CITY WINERY PRESENTS: A CELEBRATION OF THE LIFE AND WORK OF HARRY BELAFONTE AT THE APOLLO

harry belafonte apollo

Apollo Theater
253 West 125th St.
Sunday, March 1, $58-$128, 7:00
citywinery.com
www.apollotheater.org

It should be a great night-o in Harlem when an all-star lineup of musicians gathers at the Apollo on March 1 to wish a happy ninety-third birthday to Harry Belafonte. Born Harold George Bellanfanti Jr. on March 1, 1927, in Harlem, the actor, singer, and activist will be feted by Maxwell, Common, Talib Kweli, Sheila E, Aloe Blacc, Alice Smith, John Forté, Gaël Faye, Mighty Sparrow, and the Resistance Revival Chorus, among others. Belafonte is best known for such films as Carmen Jones, Uptown Saturday Night, and BlacKkKlansman and such hit tunes as “Banana Boat Song” (in which he warbles, “Day-O”), “Matilda,” and “Jump in the Line.” All proceeds will go to the Popular Democracy Movement Center and the Harry Belafonte 115th St. Library. “The Popular Democracy Movement Center will give leaders, from the artist to the activist community, the forum to discuss, debate, and come to concrete actions that will direct national mobilization efforts,” Belafonte said in a statement about the organization.
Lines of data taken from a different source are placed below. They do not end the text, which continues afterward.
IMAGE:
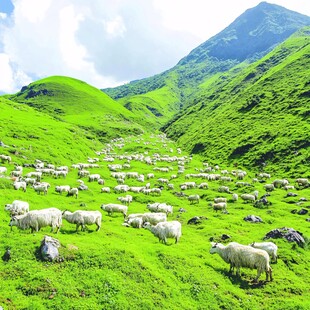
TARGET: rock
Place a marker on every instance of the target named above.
(253, 218)
(49, 248)
(290, 234)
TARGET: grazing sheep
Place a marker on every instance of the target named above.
(73, 192)
(113, 207)
(220, 206)
(154, 218)
(105, 190)
(193, 198)
(20, 185)
(235, 197)
(17, 207)
(83, 218)
(40, 188)
(62, 188)
(126, 200)
(248, 197)
(238, 255)
(269, 247)
(164, 230)
(36, 219)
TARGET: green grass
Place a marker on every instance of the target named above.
(122, 268)
(254, 116)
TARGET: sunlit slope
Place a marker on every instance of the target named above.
(30, 135)
(256, 116)
(251, 36)
(76, 102)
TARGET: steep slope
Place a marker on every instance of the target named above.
(257, 116)
(78, 103)
(30, 134)
(251, 36)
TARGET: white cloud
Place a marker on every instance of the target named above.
(106, 42)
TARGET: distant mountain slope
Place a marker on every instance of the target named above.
(30, 135)
(251, 36)
(256, 116)
(76, 102)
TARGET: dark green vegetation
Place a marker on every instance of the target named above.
(256, 115)
(251, 36)
(126, 268)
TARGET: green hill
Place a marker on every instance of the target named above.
(251, 36)
(78, 103)
(255, 116)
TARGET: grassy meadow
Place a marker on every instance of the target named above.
(125, 268)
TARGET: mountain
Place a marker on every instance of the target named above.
(255, 116)
(75, 102)
(251, 36)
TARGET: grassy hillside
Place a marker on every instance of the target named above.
(78, 103)
(251, 36)
(30, 134)
(126, 268)
(255, 116)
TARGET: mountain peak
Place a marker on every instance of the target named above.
(252, 35)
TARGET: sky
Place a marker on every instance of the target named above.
(108, 42)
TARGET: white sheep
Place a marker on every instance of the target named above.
(20, 185)
(238, 255)
(154, 218)
(40, 188)
(36, 219)
(269, 247)
(105, 190)
(193, 198)
(17, 207)
(62, 188)
(73, 192)
(83, 218)
(164, 230)
(248, 197)
(113, 207)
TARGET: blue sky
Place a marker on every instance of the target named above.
(6, 6)
(108, 42)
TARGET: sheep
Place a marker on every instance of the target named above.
(40, 188)
(235, 197)
(193, 198)
(20, 185)
(113, 207)
(126, 200)
(238, 255)
(83, 218)
(269, 187)
(62, 188)
(73, 192)
(105, 190)
(164, 230)
(154, 218)
(248, 197)
(160, 207)
(36, 219)
(17, 207)
(269, 247)
(93, 177)
(220, 206)
(3, 170)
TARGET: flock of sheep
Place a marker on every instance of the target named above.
(254, 256)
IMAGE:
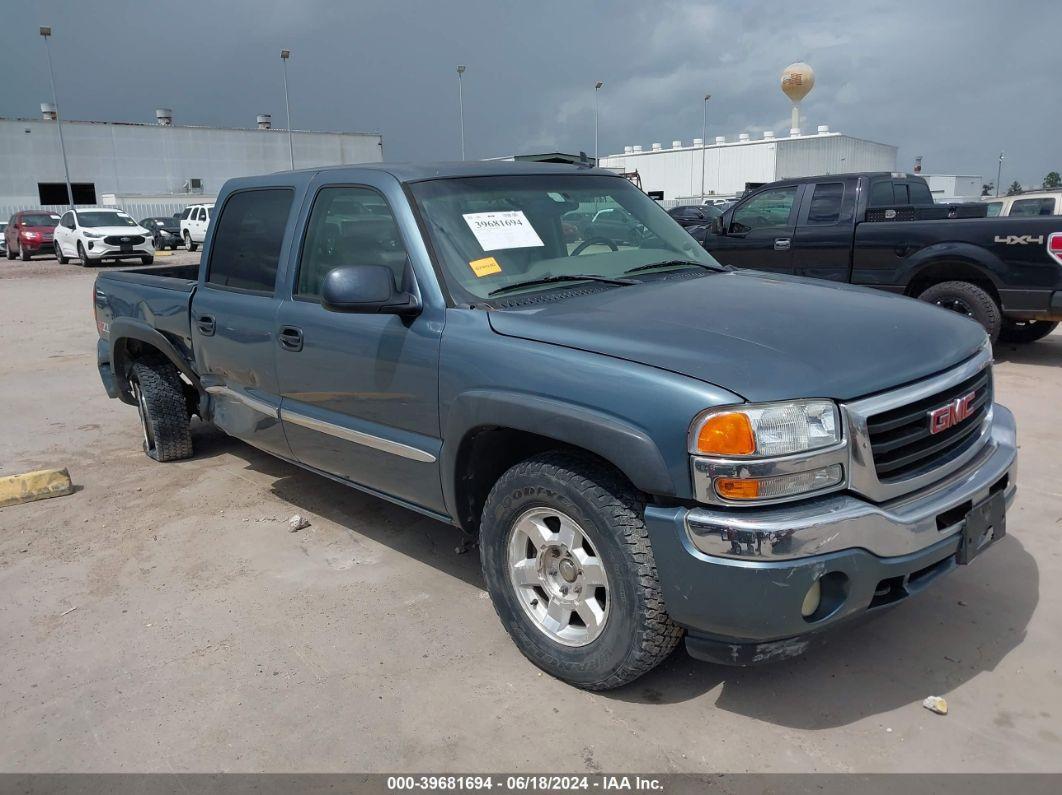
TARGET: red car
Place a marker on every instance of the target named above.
(29, 232)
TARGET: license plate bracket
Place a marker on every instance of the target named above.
(986, 524)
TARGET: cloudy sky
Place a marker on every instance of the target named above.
(956, 82)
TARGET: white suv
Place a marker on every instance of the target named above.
(93, 234)
(194, 223)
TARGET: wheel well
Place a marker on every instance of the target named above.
(935, 273)
(486, 453)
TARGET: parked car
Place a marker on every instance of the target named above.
(647, 445)
(165, 230)
(97, 234)
(694, 214)
(194, 224)
(883, 230)
(1039, 203)
(29, 232)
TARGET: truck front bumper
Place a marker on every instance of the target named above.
(739, 580)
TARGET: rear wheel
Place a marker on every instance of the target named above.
(164, 411)
(570, 571)
(966, 299)
(1026, 331)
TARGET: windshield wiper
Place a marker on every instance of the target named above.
(669, 263)
(560, 277)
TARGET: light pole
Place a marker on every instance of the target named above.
(461, 105)
(597, 87)
(285, 54)
(704, 142)
(46, 33)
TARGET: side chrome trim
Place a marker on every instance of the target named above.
(862, 476)
(377, 443)
(257, 404)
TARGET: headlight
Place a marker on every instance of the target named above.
(766, 431)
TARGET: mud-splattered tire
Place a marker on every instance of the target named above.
(164, 411)
(966, 299)
(1026, 331)
(562, 495)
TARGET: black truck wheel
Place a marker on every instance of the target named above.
(969, 299)
(570, 571)
(1025, 331)
(164, 413)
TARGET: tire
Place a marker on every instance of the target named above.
(1026, 331)
(629, 632)
(164, 412)
(968, 299)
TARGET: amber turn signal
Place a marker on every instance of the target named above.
(737, 488)
(726, 434)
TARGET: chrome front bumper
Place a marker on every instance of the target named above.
(898, 526)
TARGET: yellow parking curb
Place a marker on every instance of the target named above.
(29, 486)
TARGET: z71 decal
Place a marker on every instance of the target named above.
(1020, 239)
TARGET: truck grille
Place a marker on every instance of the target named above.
(902, 443)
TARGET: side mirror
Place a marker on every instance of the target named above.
(366, 290)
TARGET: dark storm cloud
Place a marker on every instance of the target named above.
(956, 82)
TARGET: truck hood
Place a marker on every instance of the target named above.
(761, 336)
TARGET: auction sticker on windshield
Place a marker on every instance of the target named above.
(508, 229)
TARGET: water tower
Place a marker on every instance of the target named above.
(798, 80)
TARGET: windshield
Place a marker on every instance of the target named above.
(104, 219)
(492, 232)
(39, 219)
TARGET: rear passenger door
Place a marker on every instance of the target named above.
(360, 392)
(822, 246)
(759, 231)
(234, 314)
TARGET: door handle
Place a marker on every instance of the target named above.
(206, 325)
(290, 339)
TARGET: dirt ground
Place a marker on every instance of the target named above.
(164, 618)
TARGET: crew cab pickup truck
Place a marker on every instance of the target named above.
(647, 446)
(1006, 273)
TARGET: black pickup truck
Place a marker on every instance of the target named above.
(883, 230)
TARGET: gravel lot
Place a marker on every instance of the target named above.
(164, 618)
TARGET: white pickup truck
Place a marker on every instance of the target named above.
(194, 223)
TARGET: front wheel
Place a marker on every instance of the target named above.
(570, 571)
(1026, 331)
(966, 299)
(164, 410)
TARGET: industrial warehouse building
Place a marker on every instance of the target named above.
(161, 163)
(730, 166)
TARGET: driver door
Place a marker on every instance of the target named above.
(760, 230)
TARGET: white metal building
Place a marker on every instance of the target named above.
(126, 159)
(730, 165)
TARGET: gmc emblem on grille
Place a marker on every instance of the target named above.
(951, 415)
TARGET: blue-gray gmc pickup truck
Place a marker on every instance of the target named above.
(647, 445)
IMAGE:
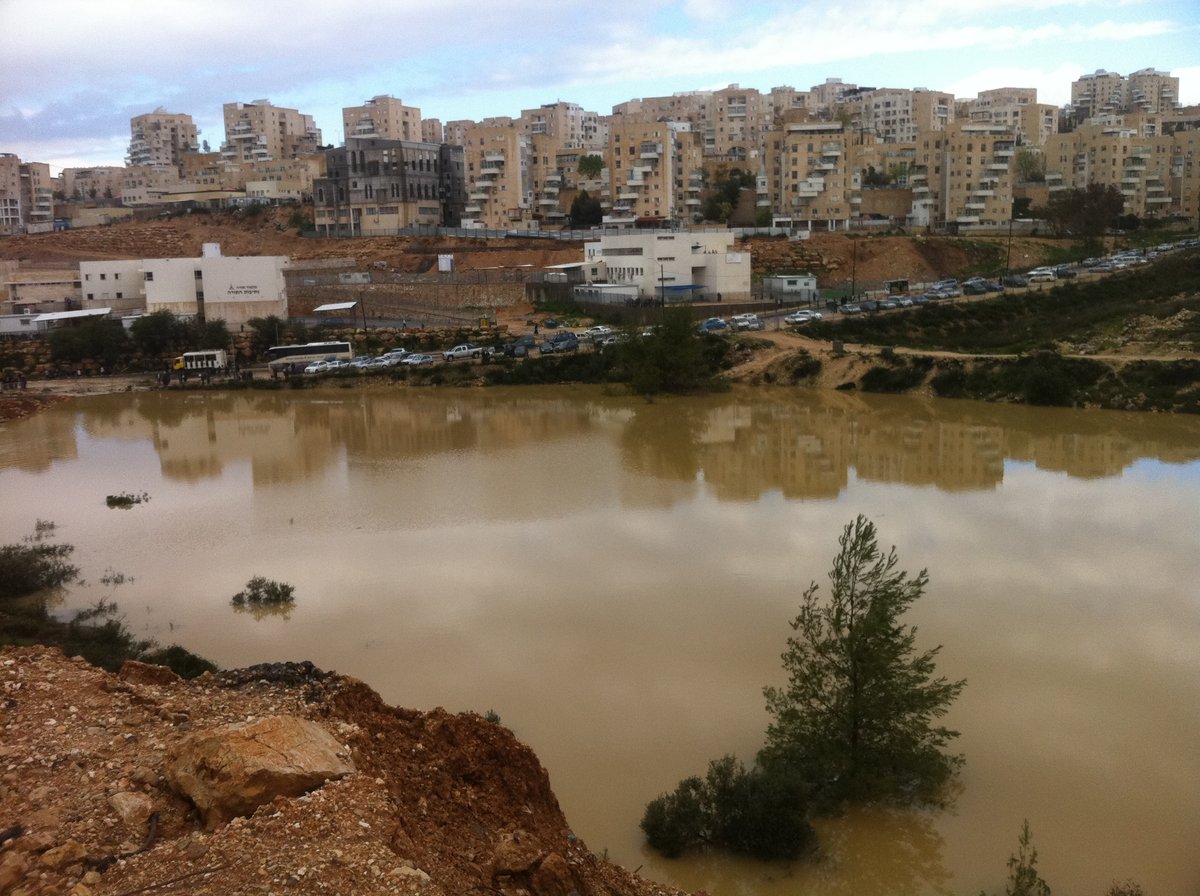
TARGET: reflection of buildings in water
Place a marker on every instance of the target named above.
(33, 445)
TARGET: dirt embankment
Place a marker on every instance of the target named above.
(437, 803)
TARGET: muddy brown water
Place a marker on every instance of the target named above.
(615, 578)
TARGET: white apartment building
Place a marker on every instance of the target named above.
(118, 284)
(161, 138)
(671, 266)
(384, 118)
(261, 132)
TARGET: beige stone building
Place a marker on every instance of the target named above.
(654, 169)
(1150, 172)
(498, 160)
(161, 138)
(101, 182)
(385, 118)
(10, 193)
(261, 132)
(1017, 108)
(808, 175)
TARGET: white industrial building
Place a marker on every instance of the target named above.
(667, 266)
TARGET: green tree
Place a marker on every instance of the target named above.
(1023, 869)
(1085, 212)
(857, 719)
(591, 166)
(753, 812)
(672, 359)
(586, 211)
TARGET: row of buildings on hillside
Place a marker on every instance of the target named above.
(831, 157)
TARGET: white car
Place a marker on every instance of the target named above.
(802, 317)
(748, 322)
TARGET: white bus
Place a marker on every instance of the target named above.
(293, 359)
(213, 361)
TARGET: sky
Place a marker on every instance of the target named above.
(73, 72)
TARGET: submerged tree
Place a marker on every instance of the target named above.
(858, 716)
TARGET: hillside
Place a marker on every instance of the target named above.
(96, 768)
(833, 257)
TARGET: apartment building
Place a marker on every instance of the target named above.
(102, 182)
(1017, 108)
(261, 132)
(10, 193)
(1097, 94)
(161, 139)
(568, 125)
(654, 169)
(384, 118)
(376, 187)
(808, 175)
(898, 115)
(1152, 91)
(1150, 172)
(36, 197)
(498, 161)
(976, 178)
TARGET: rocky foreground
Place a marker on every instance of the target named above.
(276, 779)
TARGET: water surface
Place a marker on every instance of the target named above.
(615, 578)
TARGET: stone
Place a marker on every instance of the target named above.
(63, 855)
(516, 853)
(133, 809)
(13, 867)
(229, 771)
(553, 877)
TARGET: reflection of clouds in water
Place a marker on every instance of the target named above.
(622, 605)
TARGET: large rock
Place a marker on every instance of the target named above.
(231, 771)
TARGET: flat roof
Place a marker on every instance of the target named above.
(70, 314)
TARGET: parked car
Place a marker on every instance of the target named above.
(521, 346)
(748, 322)
(467, 349)
(802, 317)
(559, 342)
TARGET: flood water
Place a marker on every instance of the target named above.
(615, 578)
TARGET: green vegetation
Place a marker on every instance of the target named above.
(1023, 869)
(1038, 319)
(856, 723)
(755, 812)
(262, 591)
(31, 570)
(125, 499)
(591, 164)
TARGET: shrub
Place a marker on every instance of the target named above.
(264, 591)
(759, 812)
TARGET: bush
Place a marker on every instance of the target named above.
(36, 564)
(755, 812)
(264, 591)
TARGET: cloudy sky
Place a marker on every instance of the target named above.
(75, 72)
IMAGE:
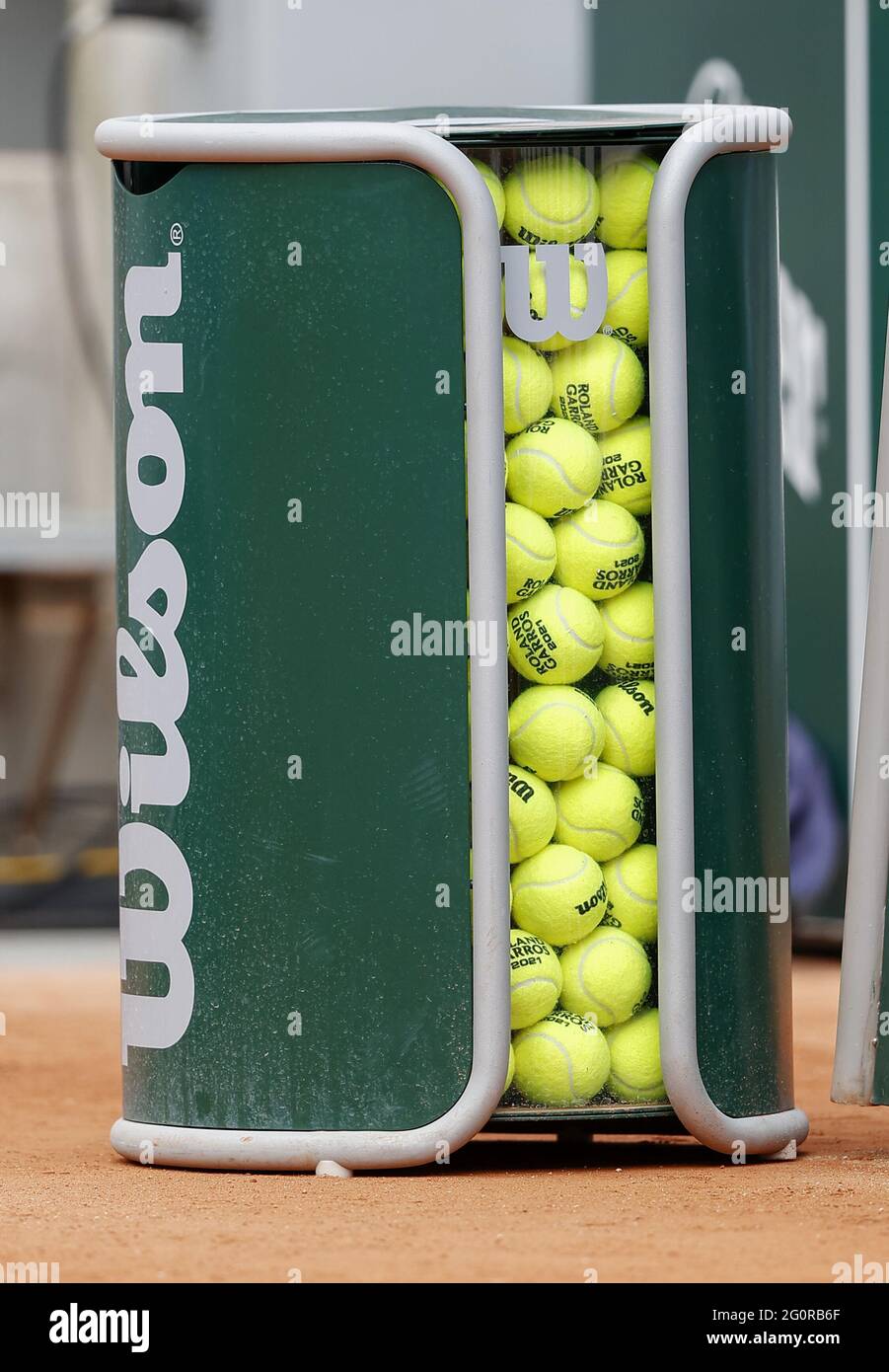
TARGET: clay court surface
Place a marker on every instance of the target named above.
(503, 1210)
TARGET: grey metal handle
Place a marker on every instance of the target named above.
(773, 1133)
(863, 931)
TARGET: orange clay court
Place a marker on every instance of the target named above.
(503, 1210)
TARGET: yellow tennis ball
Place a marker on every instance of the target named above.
(530, 553)
(527, 386)
(635, 1066)
(531, 813)
(561, 1061)
(598, 551)
(628, 467)
(601, 815)
(555, 637)
(551, 197)
(629, 623)
(534, 978)
(555, 467)
(625, 192)
(629, 713)
(628, 313)
(598, 383)
(555, 731)
(631, 883)
(578, 292)
(510, 1069)
(492, 183)
(607, 975)
(558, 894)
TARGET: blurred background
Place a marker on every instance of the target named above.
(65, 65)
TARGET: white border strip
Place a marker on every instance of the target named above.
(344, 141)
(774, 1133)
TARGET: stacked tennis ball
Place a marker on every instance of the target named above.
(580, 636)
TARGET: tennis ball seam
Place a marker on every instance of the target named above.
(551, 218)
(615, 299)
(531, 552)
(622, 633)
(559, 706)
(594, 829)
(619, 741)
(630, 892)
(556, 881)
(571, 632)
(612, 390)
(603, 542)
(638, 1086)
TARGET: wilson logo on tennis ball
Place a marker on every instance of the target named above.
(146, 696)
(552, 298)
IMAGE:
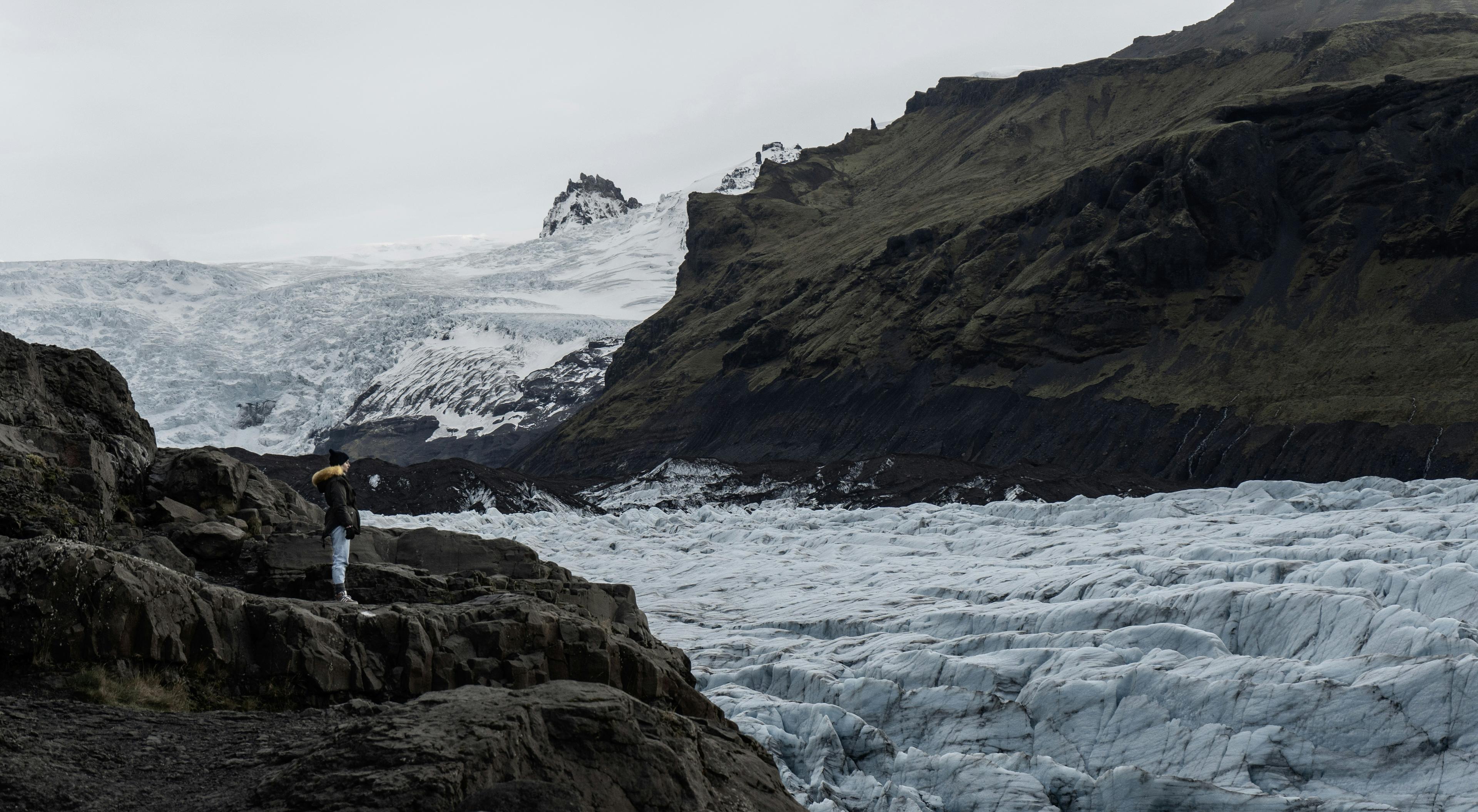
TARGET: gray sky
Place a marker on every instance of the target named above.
(232, 131)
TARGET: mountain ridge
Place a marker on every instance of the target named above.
(1115, 265)
(1248, 24)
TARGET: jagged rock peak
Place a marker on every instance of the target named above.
(741, 179)
(584, 202)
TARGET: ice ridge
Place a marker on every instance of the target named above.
(1279, 645)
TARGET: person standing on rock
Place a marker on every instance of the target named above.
(342, 520)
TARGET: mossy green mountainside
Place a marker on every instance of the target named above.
(1248, 24)
(1208, 267)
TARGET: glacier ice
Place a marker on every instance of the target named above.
(1279, 645)
(268, 356)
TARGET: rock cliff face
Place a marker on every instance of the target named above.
(193, 573)
(584, 202)
(73, 450)
(1207, 267)
(1249, 24)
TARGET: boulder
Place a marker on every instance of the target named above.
(162, 551)
(441, 551)
(65, 604)
(213, 540)
(167, 511)
(559, 747)
(72, 443)
(562, 747)
(203, 478)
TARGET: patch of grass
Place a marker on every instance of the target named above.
(145, 690)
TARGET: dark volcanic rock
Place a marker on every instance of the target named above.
(1207, 268)
(584, 202)
(73, 449)
(67, 604)
(432, 487)
(890, 481)
(556, 747)
(552, 749)
(1248, 24)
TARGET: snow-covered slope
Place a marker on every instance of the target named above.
(1276, 647)
(269, 356)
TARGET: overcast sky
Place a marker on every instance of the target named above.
(231, 131)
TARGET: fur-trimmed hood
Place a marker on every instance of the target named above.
(324, 475)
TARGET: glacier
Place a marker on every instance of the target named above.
(1277, 645)
(269, 356)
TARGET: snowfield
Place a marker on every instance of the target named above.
(269, 356)
(1273, 647)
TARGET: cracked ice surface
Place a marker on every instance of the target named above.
(1272, 647)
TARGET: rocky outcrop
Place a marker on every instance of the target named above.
(558, 747)
(586, 202)
(1207, 268)
(550, 749)
(67, 604)
(73, 449)
(1249, 24)
(431, 487)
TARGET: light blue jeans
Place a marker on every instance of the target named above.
(341, 557)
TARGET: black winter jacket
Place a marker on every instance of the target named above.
(341, 496)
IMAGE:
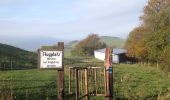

General admission tickets for “City Winery Presents: A Celebration of the Life and Work of Harry Belafonte” run from $58 to $128, with VIP packages starting at $350 and going up to $5,000 for VIP seating plus admission to the day-of rehearsals, backstage access during the performance, an exclusive after-party with the artists, and a signed poster.

PERFORMANCES INSPIRED BY ALFRED JARRY

DJ Spooky (photo courtesy Subliminal Kid Inc.) and Tony Torn and Julie Atlas Muz (photo by Max Basch) will pay tribute to Alfred Jarry at the Morgan on February 28

DJ Spooky (top, photo courtesy Subliminal Kid Inc.) and Tony Torn and Julie Atlas Muz (bottom, photo by Max Basch) will pay tribute to Alfred Jarry at the Morgan on February 28

Morgan Library & Museum
225 Madison Ave. at 36th St.
Friday, February 28, $25, 7:00
212-685-0008
www.themorgan.org

In conjunction with its current exhibit “Alfred Jarry: The Carnival of Being,” the Morgan is hosting a special event on February 28, bringing together a wide range of performers celebrating the vast influence of Jarry, the French Symbolist who died in 1907 at the age of thirty-four, having left behind an important legacy of plays (Ubu Roi), novels (Exploits and Opinions of Dr. Faustroll, Pataphysician), essays (The Green Candle), illustrations, and more. The evening includes musical excerpts from actor Tony Torn and Julie Atlas Muz’s Ubu Sings Ubu, a mashup of Ubu Roi and songs by Cleveland art-punk provocateurs Pere Ubu; a screening of British speculative sculptor Lawrence Lek’s two-minute 2010 film The Time Machine, “a translation of surrealist science fiction into physical form” based on Jarry’s 1899 essay “How to Construct a Time Machine”; “Reading Jarry,” a collaboration between DJ Spooky and Belgian actor and producer Ronald Guttman; and live scoring by DJ Spooky to clips from the late Polish graphic designer and cartoonist Jan Lenica’s 1979 film, Ubu et la grande Gidouille. The program begins at 7:00, but ticket holders are invited to check out the exhibition, which continues through May 10, beginning at 6:00.